Volume 12, Number 2, April 2022, pages 73-78


Alanine Aminotransferase, Body Mass Index, and Hemoglobin A1c May Be Useful Markers for Monitoring Changes in Intrahepatic Lipid Content in Japanese Patients With Overweight or Obesity and Type 2 Diabetes

Ayaka Takemotoa, b, Yukiyoshi Sadaa, Takeshi Oyanagia, b, Yosuke Sasakia, Masakatsu Soneb, Yasushi Tanakaa, c

aDiabetes Center, Yokohama General Hospital, 2201-5 Kurogane-cho, Aoba-ku, Yokohama, Kanagawa 225-0025, Japan
bMetabolism and Endocrinology, St. Marianna University School of Medicine, 2-16-1, Sugao, Miyamae-ku, Kawasaki, Kanagawa 216-8511, Japan
cCorresponding Author: Yasushi Tanaka, Diabetes Center, Yokohama General Hospital, 2201-5 Kurogane-cho, Aoba-ku, Yokohama, Kanagawa 225-0025, Japan

Manuscript submitted March 22, 2022, accepted April 4, 2022, published online April 23, 2022
Short title: ALT, BMI, and HbA1c as Markers for Liver Fat
doi: https://doi.org/10.14740/jem803

Abstract▴Top 

Background: Intrahepatic lipid (IHL) content is considered as an important marker of insulin resistance in overweight and obesity, so quantifying IHL content may be useful for assessing effects of interventions. IHL content can be quantitatively measured by hepatic proton magnetic resonance spectroscopy (1H-MRS), whereas other methods, such as computed tomography (CT) scan or ultrasound echography are semi-quantitative or qualitative analysis. But, 1H-MRS cannot be routinely performed in general hospitals, and thus, surrogate markers reflecting changes in IHL content are required. Previously, we performed three prospective studies focusing on IHL by antidiabetic drug in type 2 diabetic patients with overweight or obesity. Here, we present a combined post hoc analysis of these studies with the aim to identify optimal markers of changes in IHL content.

Methods: A total of 49 patients with body mass index (BMI) ≥ 25 kg/m2 or fatty liver were enrolled in the previous three prospective studies. For the current analysis, we extracted age and sex at baseline and the following variables at baseline and 12 and 24 weeks after the start of drug treatment: IHL content; BMI; serum low-density lipoprotein-cholesterol (LDL-C) and triglyceride (TG); serum aspartate aminotransferase (AST), alanine aminotransferase (ALT), and γ-glutamyl transpeptidase (γ-GTP); hemoglobin A1c (HbA1c). We evaluated associations of the change in the variables with the change in IHL content.

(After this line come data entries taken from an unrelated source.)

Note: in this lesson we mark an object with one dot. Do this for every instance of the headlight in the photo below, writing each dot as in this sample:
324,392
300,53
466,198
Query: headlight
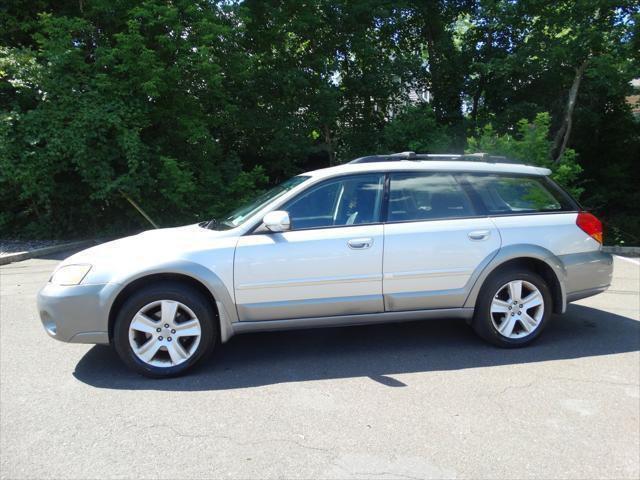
70,275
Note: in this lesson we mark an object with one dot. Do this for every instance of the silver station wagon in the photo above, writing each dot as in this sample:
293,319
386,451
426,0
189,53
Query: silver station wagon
381,239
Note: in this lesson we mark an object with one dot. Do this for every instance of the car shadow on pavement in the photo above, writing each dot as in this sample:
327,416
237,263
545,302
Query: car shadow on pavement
374,351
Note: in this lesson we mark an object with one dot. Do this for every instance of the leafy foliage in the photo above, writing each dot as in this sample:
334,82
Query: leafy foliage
531,144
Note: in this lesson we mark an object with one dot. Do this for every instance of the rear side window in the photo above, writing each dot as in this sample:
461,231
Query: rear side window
417,196
504,194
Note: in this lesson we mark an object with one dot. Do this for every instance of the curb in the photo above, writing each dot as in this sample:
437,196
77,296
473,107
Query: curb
18,257
618,250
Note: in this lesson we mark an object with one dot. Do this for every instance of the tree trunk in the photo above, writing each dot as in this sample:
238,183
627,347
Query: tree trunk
328,140
562,136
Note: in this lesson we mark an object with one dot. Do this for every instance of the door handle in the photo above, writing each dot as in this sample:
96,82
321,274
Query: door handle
479,234
360,243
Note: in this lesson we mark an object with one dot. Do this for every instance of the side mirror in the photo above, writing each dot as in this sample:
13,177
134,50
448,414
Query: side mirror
277,221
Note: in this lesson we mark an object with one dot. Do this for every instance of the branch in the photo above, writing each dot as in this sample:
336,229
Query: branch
137,207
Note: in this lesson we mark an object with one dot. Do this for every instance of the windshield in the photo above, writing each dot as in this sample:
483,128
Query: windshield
237,217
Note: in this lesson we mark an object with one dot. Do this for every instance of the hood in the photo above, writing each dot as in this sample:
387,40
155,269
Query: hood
148,248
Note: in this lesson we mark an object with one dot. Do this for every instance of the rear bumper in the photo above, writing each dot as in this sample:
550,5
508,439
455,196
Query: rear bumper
587,274
74,314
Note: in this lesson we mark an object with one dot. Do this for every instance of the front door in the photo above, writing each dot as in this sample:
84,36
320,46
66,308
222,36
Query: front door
328,264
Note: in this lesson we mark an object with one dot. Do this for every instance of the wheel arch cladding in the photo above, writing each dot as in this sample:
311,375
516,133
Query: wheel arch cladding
156,278
535,259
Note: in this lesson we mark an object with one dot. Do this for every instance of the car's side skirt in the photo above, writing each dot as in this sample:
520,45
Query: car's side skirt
347,320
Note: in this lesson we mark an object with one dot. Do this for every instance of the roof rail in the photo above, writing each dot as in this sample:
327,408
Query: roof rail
465,157
386,158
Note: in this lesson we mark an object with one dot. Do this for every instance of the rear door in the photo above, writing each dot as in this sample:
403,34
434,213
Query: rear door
434,241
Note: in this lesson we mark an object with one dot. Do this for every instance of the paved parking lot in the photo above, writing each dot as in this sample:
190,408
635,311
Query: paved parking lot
415,400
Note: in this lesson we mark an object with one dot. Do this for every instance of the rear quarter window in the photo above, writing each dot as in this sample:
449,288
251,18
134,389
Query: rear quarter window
506,194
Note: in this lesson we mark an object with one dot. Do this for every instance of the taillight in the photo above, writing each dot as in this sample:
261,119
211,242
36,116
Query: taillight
590,225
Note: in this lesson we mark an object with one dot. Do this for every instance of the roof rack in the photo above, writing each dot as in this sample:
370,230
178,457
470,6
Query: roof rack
413,156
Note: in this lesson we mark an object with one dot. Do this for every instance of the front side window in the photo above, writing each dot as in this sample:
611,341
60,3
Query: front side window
504,194
354,200
416,196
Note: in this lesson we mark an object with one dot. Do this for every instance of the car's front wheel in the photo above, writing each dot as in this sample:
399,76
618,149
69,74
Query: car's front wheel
164,329
513,308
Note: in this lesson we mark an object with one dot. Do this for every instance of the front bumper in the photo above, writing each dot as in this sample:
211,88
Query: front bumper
77,314
588,274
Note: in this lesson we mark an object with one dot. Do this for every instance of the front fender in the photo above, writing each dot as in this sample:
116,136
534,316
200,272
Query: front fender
224,301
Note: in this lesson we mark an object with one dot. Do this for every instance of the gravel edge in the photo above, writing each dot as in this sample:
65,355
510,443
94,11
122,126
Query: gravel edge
18,257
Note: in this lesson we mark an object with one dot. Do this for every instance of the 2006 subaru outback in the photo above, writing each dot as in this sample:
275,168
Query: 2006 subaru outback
383,238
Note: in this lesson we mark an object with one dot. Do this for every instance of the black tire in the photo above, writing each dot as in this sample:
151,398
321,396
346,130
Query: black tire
482,320
168,290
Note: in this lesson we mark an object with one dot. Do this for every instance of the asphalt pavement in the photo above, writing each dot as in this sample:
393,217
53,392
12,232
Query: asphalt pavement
413,400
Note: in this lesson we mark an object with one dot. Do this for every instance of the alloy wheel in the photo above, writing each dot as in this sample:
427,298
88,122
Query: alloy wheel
517,309
164,333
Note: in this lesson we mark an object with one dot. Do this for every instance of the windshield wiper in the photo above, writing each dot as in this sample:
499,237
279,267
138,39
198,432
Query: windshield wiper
211,223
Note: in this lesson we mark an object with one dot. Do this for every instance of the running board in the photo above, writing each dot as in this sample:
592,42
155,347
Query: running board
350,320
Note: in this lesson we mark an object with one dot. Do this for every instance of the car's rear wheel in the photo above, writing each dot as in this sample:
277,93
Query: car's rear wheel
164,329
513,308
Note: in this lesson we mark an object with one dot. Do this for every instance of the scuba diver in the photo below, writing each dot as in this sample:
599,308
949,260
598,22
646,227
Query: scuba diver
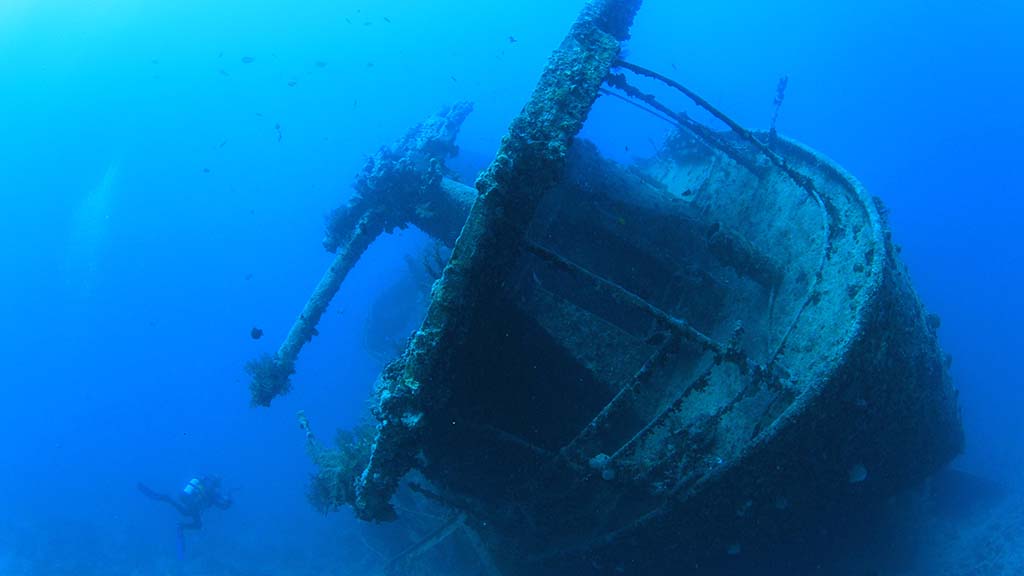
198,496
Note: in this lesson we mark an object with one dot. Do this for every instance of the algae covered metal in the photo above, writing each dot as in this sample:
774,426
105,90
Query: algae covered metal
622,368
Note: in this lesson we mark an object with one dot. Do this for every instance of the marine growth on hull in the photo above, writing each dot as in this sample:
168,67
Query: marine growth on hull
623,367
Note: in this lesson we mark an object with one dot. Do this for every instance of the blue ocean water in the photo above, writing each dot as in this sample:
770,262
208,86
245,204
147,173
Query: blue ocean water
165,170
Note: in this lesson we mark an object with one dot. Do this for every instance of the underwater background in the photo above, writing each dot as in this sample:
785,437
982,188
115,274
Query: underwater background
165,173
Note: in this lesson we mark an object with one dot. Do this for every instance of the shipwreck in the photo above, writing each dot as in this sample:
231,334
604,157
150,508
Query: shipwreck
627,367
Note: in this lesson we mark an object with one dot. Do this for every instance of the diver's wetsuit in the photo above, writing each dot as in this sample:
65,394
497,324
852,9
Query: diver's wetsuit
198,496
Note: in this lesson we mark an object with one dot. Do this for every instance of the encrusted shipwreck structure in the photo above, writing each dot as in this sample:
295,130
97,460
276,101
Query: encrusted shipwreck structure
627,367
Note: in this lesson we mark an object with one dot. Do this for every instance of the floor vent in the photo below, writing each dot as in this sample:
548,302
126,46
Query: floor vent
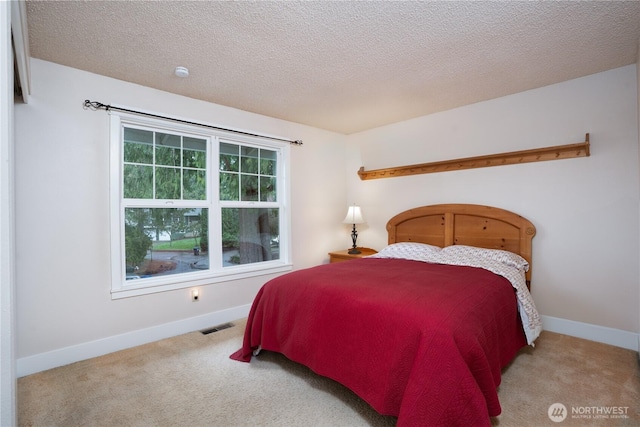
217,328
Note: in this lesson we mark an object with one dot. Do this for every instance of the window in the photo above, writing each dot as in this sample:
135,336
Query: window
192,206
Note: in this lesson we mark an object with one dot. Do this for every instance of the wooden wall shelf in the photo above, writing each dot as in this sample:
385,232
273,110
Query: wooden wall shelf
569,151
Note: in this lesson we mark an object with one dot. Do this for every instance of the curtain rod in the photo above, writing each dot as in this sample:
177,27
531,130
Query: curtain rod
95,105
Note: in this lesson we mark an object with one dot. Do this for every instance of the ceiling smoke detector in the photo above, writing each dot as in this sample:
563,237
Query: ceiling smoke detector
182,71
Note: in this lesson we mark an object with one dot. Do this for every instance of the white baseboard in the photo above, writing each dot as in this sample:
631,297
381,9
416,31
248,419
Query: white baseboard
603,334
64,356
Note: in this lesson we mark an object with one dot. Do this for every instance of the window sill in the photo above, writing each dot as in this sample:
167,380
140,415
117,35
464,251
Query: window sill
222,276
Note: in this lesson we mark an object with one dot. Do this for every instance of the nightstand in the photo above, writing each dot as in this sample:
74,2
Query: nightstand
344,255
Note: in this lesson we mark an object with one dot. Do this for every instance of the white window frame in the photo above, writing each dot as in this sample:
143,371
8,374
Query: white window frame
122,288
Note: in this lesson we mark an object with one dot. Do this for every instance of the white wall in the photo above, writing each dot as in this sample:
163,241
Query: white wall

Results: All variables showed significant change from baseline to 12 and 24 weeks, but not from 12 to 24 weeks. The change in BMI, AST, ALT, and HbA1c at 12 and 24 weeks showed stronger association with the change in IHL content at those times than the other variables. From multiple regression analysis at 12 weeks, the baseline value and change from baseline to 12 weeks in BMI, ALT, and HbA1c were correlated with the change in IHL content.

Conclusion: BMI, ALT, and HbA1c may be useful markers for monitoring the change in IHL content.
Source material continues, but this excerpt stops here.